土鍋炊きのつやっつやの白御飯に合わせるのは、自家製の明太子に白菜漬。お味噌汁は鯛のカマ身が入った西京仕立て。同行者はお正月のお雑煮も白味噌らしいのですが、私はお吸い物の人。白味噌のお味噌汁は甘ったるい感じがして、あまり得意じゃないのですが、このお味噌汁は甘さがくどすぎず、それでいて濃厚。旨味の詰まりきった凄いお味噌汁でした。
自家製の明太子は昆布にあごだし、大吟醸のお酒にオリジナルブレンドの唐辛子でつけ込んでおり、これまたすんごい旨味の明太子。いやぁ……妻が苦手じゃ無ければ、すぐにネットで購入してしまいそう……

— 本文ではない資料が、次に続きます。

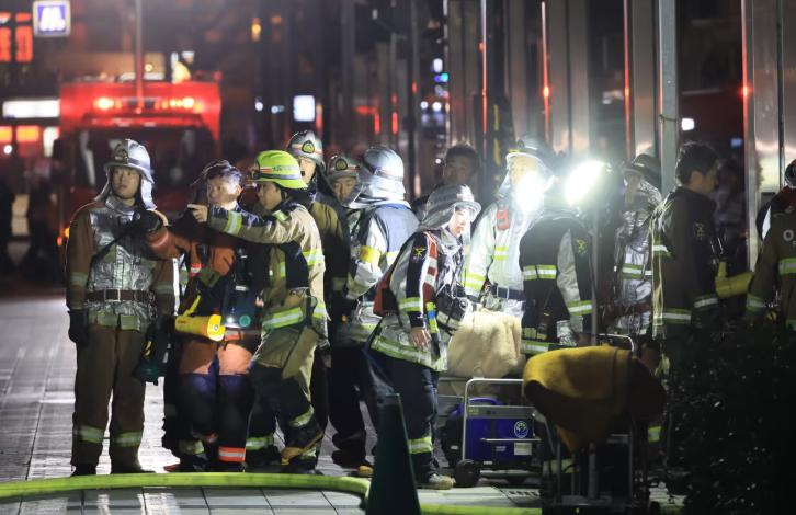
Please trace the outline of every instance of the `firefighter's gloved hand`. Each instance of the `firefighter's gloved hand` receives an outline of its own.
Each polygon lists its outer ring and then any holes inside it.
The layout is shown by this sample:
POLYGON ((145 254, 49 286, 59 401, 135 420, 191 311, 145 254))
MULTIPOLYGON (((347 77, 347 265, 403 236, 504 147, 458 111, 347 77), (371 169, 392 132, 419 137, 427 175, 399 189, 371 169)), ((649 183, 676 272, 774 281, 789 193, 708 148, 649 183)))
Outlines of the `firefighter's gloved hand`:
POLYGON ((86 345, 89 341, 89 324, 82 309, 69 311, 69 340, 78 345, 86 345))
POLYGON ((133 377, 141 382, 158 384, 158 378, 163 375, 160 364, 153 359, 141 359, 133 370, 133 377))
POLYGON ((323 339, 318 342, 318 346, 315 348, 315 357, 323 362, 323 367, 331 368, 331 345, 329 345, 329 340, 323 339))
POLYGON ((133 215, 133 225, 130 231, 134 233, 146 234, 155 232, 163 227, 162 215, 152 209, 139 209, 133 215))
POLYGON ((710 340, 718 342, 721 340, 721 335, 725 329, 724 317, 719 309, 707 309, 702 312, 696 312, 693 319, 694 327, 702 330, 710 335, 710 340))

最後はフルーツゼリーとアイスクリームで〆……ですが、このフルーツゼリーもまた凄いです。写真では絶対に分かりませんが、かなりの種類のフルーツが隠されています。ゼリーよりもフルーツの方が絶対に多いはず。木のスプーンですくう度に違ってフルーツが現れて、最後まで楽しめます。
今回のコースはサービス料、飲み物代を除いて20,000円。ちょっと贅沢しすぎて、同行者も含めてお腹一杯で、大食いのウチですら動けなくなりそうになりました。
同じ料理の提供は可能とのことですが、もう少し品数を抑えてもらった方が楽しめるかもしれません。
全体を通して、季節感を大事にして目にも口にも美しい本当に和食の神髄を味合わせて頂いたという実感です。
昔、中学1年生の時、料理人の親父が母に黙ってウチを吉兆に連れて行ってくれたことがありました。……あとで、母に親父は思いっきり怒られたらしいのですが。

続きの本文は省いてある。